Main Content   Site Accessibility
home
Dec 18
Set up a traffic light display in SharePoint 2010

SharePoint 2010 traffic lightsMy employer asked if I could set up a traffic light display in SharePoint 2010 to show when there was a need for staff re-training.

Basically the traffic light needed to show three separate states – (1) fully trained (Green), (2) six months before retraining is needed (Amber) and (3) when training is finally due or even passed its final date (Red).

I began developing the various lists to hold dates and times, which included the Training Date, Renewal Warning and Renewal Date and all these worked a treat and showed the expected results.

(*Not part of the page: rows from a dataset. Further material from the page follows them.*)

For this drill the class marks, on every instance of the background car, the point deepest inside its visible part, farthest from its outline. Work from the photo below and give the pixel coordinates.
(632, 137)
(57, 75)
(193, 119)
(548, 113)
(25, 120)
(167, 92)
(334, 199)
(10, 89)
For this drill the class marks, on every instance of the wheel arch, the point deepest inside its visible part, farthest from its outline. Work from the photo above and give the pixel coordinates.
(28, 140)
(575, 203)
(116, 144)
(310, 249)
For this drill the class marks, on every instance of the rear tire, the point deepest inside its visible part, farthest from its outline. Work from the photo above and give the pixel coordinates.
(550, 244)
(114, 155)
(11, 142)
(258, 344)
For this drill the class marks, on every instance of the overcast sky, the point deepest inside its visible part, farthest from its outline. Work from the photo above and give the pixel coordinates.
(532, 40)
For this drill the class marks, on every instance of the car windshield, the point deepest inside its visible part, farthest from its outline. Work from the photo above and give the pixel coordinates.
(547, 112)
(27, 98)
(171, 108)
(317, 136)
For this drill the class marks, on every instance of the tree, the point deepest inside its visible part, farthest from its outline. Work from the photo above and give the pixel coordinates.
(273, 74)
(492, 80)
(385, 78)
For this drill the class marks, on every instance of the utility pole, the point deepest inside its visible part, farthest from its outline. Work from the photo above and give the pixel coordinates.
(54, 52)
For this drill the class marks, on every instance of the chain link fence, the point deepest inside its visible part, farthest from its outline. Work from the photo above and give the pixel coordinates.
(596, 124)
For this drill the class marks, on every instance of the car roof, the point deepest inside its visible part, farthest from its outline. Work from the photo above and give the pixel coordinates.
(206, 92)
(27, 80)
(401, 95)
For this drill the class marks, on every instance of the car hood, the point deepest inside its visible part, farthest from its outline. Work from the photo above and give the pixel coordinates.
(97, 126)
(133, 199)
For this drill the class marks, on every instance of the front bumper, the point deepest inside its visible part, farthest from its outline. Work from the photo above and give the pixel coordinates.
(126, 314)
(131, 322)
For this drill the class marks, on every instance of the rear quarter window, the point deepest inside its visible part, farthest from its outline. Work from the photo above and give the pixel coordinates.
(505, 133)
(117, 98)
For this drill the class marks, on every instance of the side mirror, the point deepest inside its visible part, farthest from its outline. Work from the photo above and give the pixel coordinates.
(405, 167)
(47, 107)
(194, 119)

As soon as I began to use the Today() function in a calculated field such as ‘IF(TODAY()>=[Renewal Warning]‘ to start developing the traffic lights, SharePoint threw up an error “Calculated columns cannot contain volatile functions like Today and Me”.

I searched for a solution and found a SharePoint trick that allows you to use Today() in calculated columns – http://abstractspaces.wordpress.com/2008/05/19/use-today-and-me-in-calculated-column/. There is still a problem however, as the results of the calculation are not automatically updated day by day. The calculated value only updates when you edit and save the list. This method has too many limitations, especially if you end up with a large SharePoint list, like the one I will be coding for.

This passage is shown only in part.